The prohibitively high cost of a college degree has become a hot political issue.

Let's hope the politicians bearing supposed solutions will take time to read a report by the staff of the New York Federal Reserve ("Credit Supply and the Rise in College Tuition")  that has just been released. According to the report one culprit in the rise of college costs is the federal government, which makes available more money for loans.  

As Market Watch reports, when there is more money available people do what comes naturally, they spend it:

Rising college tuition has stoked the ire of students, families as well as politicians, and a surprising cause may be partially to blame: Expanded access to money to pay for school from the federal government.

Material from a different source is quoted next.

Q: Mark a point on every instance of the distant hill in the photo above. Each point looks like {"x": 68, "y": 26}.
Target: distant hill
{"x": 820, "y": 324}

For every extra dollar available to students in subsidized federal aid, colleges raise tuition by an estimated 65 cents on average, according to a staff report released by the Federal Reserve Bank of New York last week. The paper, which studies tuition patterns following Congress’ decision to increase borrowing limits in the mid 2000s, provides some insight into a question economists and higher education experts have debated for years — whether boosting access to federal aid incentivizes colleges to raise prices by giving students more ways to pay for school.

“It’s a pretty simple economic theory that if you have access to more money you’re probably going to be willing to pay for more for something,” said Eric Best, a professor at Jackson State University who co-authored the book “The Student Loan Mess: How Good Intentions Created a Trillion-Dollar Problem” with his father, Joel.

 Former Secretary of Education Bill Bennett was one of the first to voice the idea that more federal money in education meant higher costs. It became known as the "Bennett Hypothesis." It should be emphasized that the New York Fed paper doesn't find that the availability of federal money is the only factor in skyrocketing college costs. Market Watch argues that it is a small factor.  Sixty-five cents on the dollar doesn't sound small to me and, even if some of that dollar comes from non-federal sources, it still looks like Bill Bennett was a prophet.

Meanwhile, Senator Lamar Alexander has penned an article that argues that it is a myth that college costs too much money. I find it unconvincing. First, he factors in Pell grants and other scholarships, which he treats as free money.  It is not: the burden is simply shifted to somebody other than the student (like the taxpayer). I don't regard as evidence of affordability Alexander's news that 98 percent of instate freshman at the University of Tennessee at Knoxville have a scholarship of some kind. I regard that as evidence of unaffordability.  

Alexander writes:

Georgetown University costs even more [that a public institution]: about $50,000 a year. Its president, John DeGioia, told me how Georgetown—and many other so-called elite colleges—help make a degree affordable.

First, Georgetown determines what a family can afford to pay. It asks the student to borrow $17,000 over four years and work 10-15 hours a week under its work-study program. Georgetown pays the remainder—at a total cost of about $100 million a year.

Apart from grants, work and savings, there are federal student loans. We hear a lot of questions about these loans. Are taxpayers generous enough? Is borrowing for college a good investment? Are students borrowing too much?

I would say that Alexander and I see this differently. I don't see it as Georgetown making college more affordable: i see it as Georgetown showing ways for kids to get in debt to afford an education that in reality is beyond their means, unless they think graduating from college with a debt of $17,000 a good thing. That Alexander doesn't regard this as an onerous burden for someone emerging from college shows just how far we've come in seeing debt as the norm.  

Alexander advocates such remedies as making federal-loan applications simpler to fill out (hey, let's make it easier to acquire debt!) and consolidating payments based on income. And here's my own personal favorite of the Alexander recommendations:

Change the laws and regulations that discourage colleges from counseling students against borrowing too much.

Discourage–that should do it.

What about discouraging the federal government from unrealistically inflating the cost of college?

Or instead of just discouraging, maybe we should find a way to dry up some of this money.